LETTERA APERTA
di Chiara Landonio
Ricostruire il corpo
sociale
C’è
un nuovo fermento in questi ultimi mesi, nato dallo sdegno per il genocidio a
Gaza e acuito dal fatto che sia il primo genocidio trasmesso in diretta, cosa
che ha accresciuto il senso di impotenza delle moltitudini. Le persone si
incontrano alle manifestazioni, si riuniscono, ma il lavoro che abbiamo di
fronte è lungo e va preparato. Abbiamo vissuto dagli anni Ottanta in poi in
maniera sempre più disgregata, ci siamo chiusi nella privatezza delle nostre
vite e abbiamo delegato sempre più le funzioni sociali che ci competevano. I
sindacati si sono trasformati vieppiù in agenzie di servizi alla persona,
mentre hanno dimenticato le rivendicazioni sociali, in un mercato del lavoro
che si è atomizzato e precarizzato.
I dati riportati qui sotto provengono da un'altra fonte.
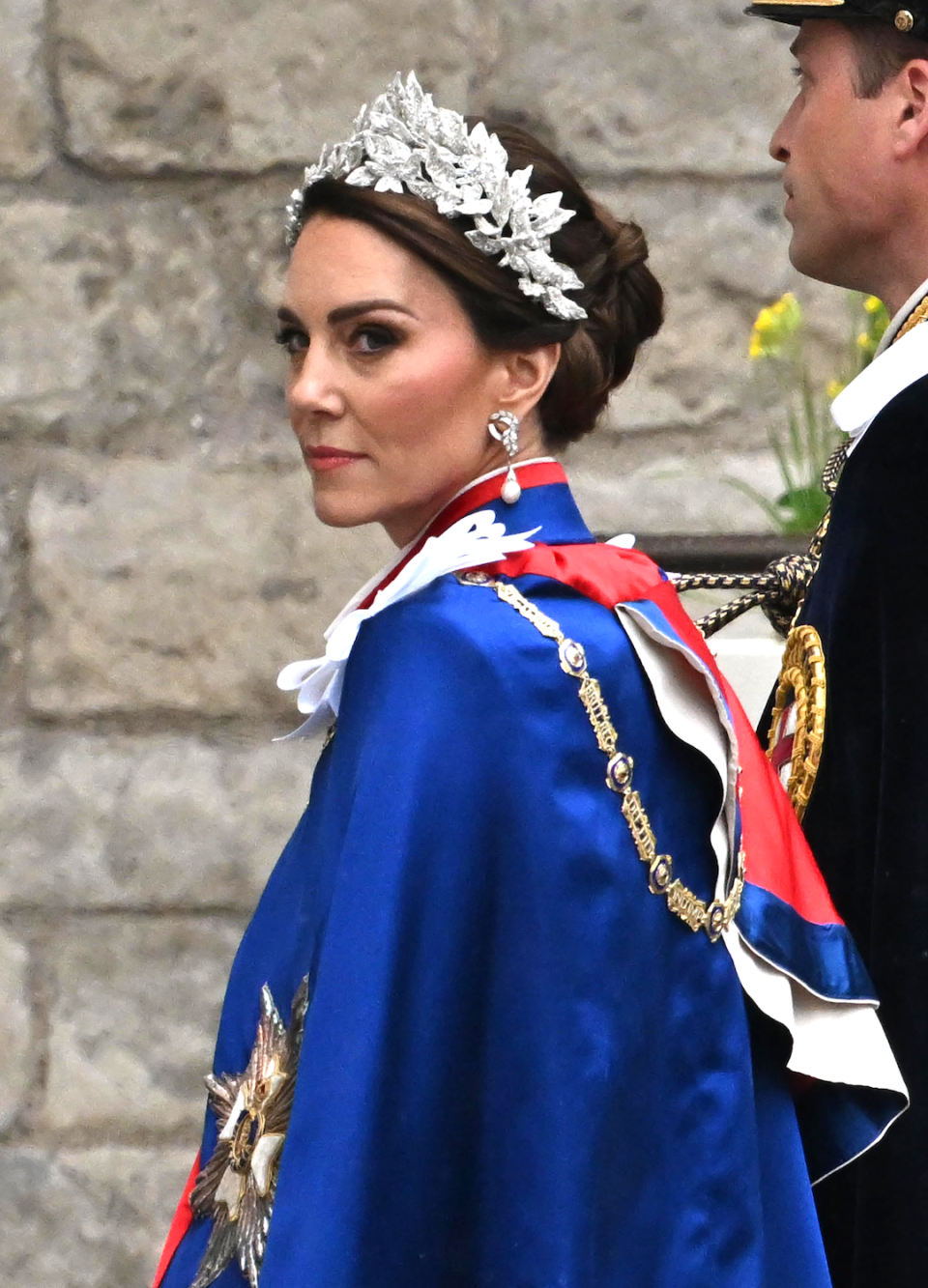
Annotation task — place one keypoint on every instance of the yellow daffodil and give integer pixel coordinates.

Si è andata creando una spaccatura tra i popoli
e la vita politica, una disaffezione dovuta alla sensazione che i politici
siano sempre più attratti dal potere in quanto tale o cooptati da poteri forti
che promuovono la propria agenda piuttosto che il bene della collettività. Il
meccanismo del voto è stato svuotato dall’interno, passando da un proporzionale
puro ad un maggioritario che ormai tiene fuori il dissenso, fino a fare del
non-voto l’ultima forma di resistenza dei cittadini.
Tutti fattori che hanno
contribuito alla crescita di idee individualistiche, al ripiegamento su se
stessi, alla fine del dialogo e che hanno avuto come portato lo smembramento
del corpo sociale.
È venuto il tempo di
mettere a fuoco cosa sia il potere che abbiamo di fronte, sempre più nascosto,
sempre meno nominato perché non ha nomi, perché si avvale di burocrazie ligie
al programma e che si avvicendano in una comunanza dei fini. Vedere quanto noi
lo supportiamo con i nostri comportamenti quotidiani, con il nostro
individualismo, e quanto esso ci abbia fatto credere di essere liberi mentre ci
imprigionava con gli stessi mezzi che noi abbiamo considerato legati alla
nostra emancipazione. E per fare questo è necessario ricostruire un corpo
sociale vivente, il che significa individualità sempre più coscienti e che
ricomincino ad avere fiducia nel proprio potere, che sappiano organizzare
alleanze.
Il potere ha forza nella
disgregazione e la insinua nei luoghi che prima erano luoghi aggreganti come i
luoghi di lavoro, le fabbriche, le scuole, gli ospedali… da qui bisogna ricominciare
dialogando, unendosi per sentirsi più determinati e aprirsi all’esterno per
cercare le alleanze che supportino queste forze. Ieri è giunta la prima notizia
di una possibile convergenza tra USB e CGIL per uno sciopero generale. È un
inizio, una risposta alle persone che dal basso, sia fuori che dentro al
sindacato chiedevano convergenza e hanno urlato contro i protagonismi,
piuttosto che venire dalle dirigenze in quanto tali. È come se ci fosse un'intelligenza
che ci supera come singoli, come quando si guardano gli storni che entrano
nella schiera e si muovono come un corpo unico e nuovo e dimentico almeno un
po’ dell’individualità. E allora bisogna credere a questa possibilità di stare
insieme.
Vorrei fare un esempio di
questa forza: la scuola si è nel tempo sempre più isolata, si è trasformata in
un’azienda che doveva fare profitto e cooptare più ragazzi possibili. I
dirigenti si sono sempre più allontanati dal corpo docente e il corpo docente
dai genitori e dagli alunni. Ognuno pensa di essere solo e di dover portare il
proprio peso, ma questo può essere cambiato. I genitori che si uniscono, che si
informano possono diventare un sostegno da fuori contro le politiche
suprematiste, belligeranti che si insinuano nei programmi scolastici, possono
diventare alleati degli insegnanti che si battono contro questa deriva
dell’educazione. E questo vale anche per gli alunni che devono essere informati
della situazione vigente, devono poter dire la loro per trovare il proprio modo
di intervenire nel mondo. Oggi abbiamo bisogno di dialogo e di alleanze,
ricreare “loci” forti e attivi di contropotere per la Palestina, contro la
guerra europea che si profila all’orizzonte, contro il modello capitalistico
dell’Occidente che ormai appare in tutta la sua nefandezza.